Idealmente, comunicar supone transmitir ideas; sugerir, escuchar. Exige disponibilidad a recibir críticas y a argumentar críticamente, a estar abierto a la opinión de los demás y a demandar que esa opinión ilumine, trascienda los límites de lo subjetivo. Aspira a que lo que se expresa, en lugar de silenciar al interlocutor, le abra a las perspectivas de múltiples decires.
La comunicación no pertenece a un individuo en soledad: se hace, se nutre, se sostiene en común. Se habla verdaderamente cuando lo que se dice transmite sentido, nos relaciona con la realidad. Al reflexionar sobre el lenguaje y sobre el método que rige el pensamiento, observamos cómo la lógica establece los límites de nuestra comunicación, al poner muros ante lo inexpresable. Lo que no puede expresarse lógicamente, nos lo entrega la intuición en la poesía, en la mística. Lo poético transmite lo indecible. Y los valores pueden formularse en el habla, aunque la ética, parte central de la axiología, al estudiar nuestras obligaciones respecto de nosotros mismos y de los demás, no cambia los hechos ni la condición del ser, ni su inclinación al mal o su apreciación del bien… Tampoco nos cambian la palabra, ni la poesía, pero nos expresan.
Evoquemos críticamente las conversaciones de coctel; las de las reuniones de amigos, las de intelectuales y artistas; las de los políticos; releamos comentarios; averigüemos en revistas las brillantes vidas ajenas. ¿Percibimos algo más que un triste silencio? El que acusamos no radica en el reconocimiento de la limitación obvia de toda palabra; es el que germina en la charla insustancial, el que cubre y entontece, nos impide encontrarnos y, entre tanto decir, no dice nada. Acontece a cada instante en la superficialidad de nuestra comunicación habitual, pues muy poco de lo que oímos o leemos rompe el ensordecedor silencio ecuatoriano… Existen sabatinas que…, tampoco: solo vuelven el silencio más escandaloso.

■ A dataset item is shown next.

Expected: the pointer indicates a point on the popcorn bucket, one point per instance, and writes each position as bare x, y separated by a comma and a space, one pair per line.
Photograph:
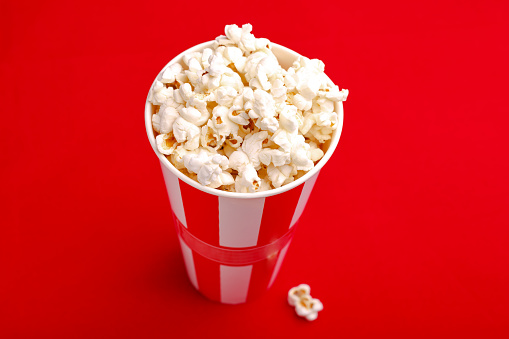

Está en nuestro hablar, pues apenas decimos algo que pueda permanecer; la frivolidad con que afrontamos cada tema es causa de atronador silencio. Apenas ‘leemos’ en lo que escuchamos y desciframos, algo que nos trasciende, nos permite relacionar palabra y ser, nos inquiere e inquieta. Apenas atisbamos en la cotidianidad del habla, las sugerencias de un silencio digno de cultivarse, ni la nostalgia del silencio iluminador.
Pero el silencio obligado es peor. No poder preguntar, ni ilustrarnos, ni ilustrar; no poder criticar libremente es no poder pensar. Es uniformar el pensamiento hasta que se vuelva clamor, el silencio sostenido por el miedo y la amenaza. El silencio obligado es obligada mentira. Y, a la larga, lentamente, el mundo acaba por experimentar que es imposible vivir en la ficción.